Panu Zbigniewowi i panu Sebastianowi ten sam ubezpieczyciel odmówił wypłaty odszkodowania. Co ciekawe, odpowiedzi skierowane do obu poszkodowanych mężczyzn są identyczne. Różni je tylko nazwisko adresata...

Chcieliśmy porozmawiać przed kamerą z przedstawicielem firmy InterRisk. Niestety, ubezpieczyciel nie zgodził się na to.
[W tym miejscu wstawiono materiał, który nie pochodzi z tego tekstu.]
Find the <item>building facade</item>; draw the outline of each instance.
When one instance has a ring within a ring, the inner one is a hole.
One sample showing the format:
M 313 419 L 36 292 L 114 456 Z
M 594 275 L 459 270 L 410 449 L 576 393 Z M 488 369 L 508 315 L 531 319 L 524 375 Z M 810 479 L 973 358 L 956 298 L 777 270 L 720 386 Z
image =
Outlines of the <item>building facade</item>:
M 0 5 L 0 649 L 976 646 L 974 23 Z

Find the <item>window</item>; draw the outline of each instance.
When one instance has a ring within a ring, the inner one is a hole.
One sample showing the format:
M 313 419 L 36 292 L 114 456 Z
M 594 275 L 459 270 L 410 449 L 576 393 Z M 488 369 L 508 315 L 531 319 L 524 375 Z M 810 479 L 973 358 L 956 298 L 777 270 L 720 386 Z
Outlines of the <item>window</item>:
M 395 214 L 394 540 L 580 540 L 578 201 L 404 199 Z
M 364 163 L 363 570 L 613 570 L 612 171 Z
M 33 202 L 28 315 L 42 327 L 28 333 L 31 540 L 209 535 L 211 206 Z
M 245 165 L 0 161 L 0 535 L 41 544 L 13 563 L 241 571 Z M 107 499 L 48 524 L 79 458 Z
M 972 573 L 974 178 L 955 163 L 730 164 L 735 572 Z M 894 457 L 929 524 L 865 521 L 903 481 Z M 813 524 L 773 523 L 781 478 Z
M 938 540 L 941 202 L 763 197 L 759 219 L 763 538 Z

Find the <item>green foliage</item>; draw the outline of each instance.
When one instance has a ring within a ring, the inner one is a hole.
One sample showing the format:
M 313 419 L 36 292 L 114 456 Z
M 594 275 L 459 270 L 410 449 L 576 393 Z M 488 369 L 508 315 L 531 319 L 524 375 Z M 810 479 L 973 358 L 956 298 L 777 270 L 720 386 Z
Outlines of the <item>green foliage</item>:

Swoje stanowisko, łudząco podobne do pism, jakie otrzymali obaj poszkodowani, przesłał nam mailem.

„ Nie kwestionujemy istnienia ubytku na drodze w dniu zajścia zdarzenia, natomiast wykazujemy, że podejmowane przez Ubezpieczającego działania mające na celu jak najszybsze zapobieganie niebezpieczeństwu na drodze przesądzają o braku jego winy za zaistniałe zdarzenie”.

- Po raz ostatni złożę odwołanie do rejonu dróg i towarzystwa ubezpieczeniowego. Później występuję na drogę sądową – zapowiada pan Sebastian.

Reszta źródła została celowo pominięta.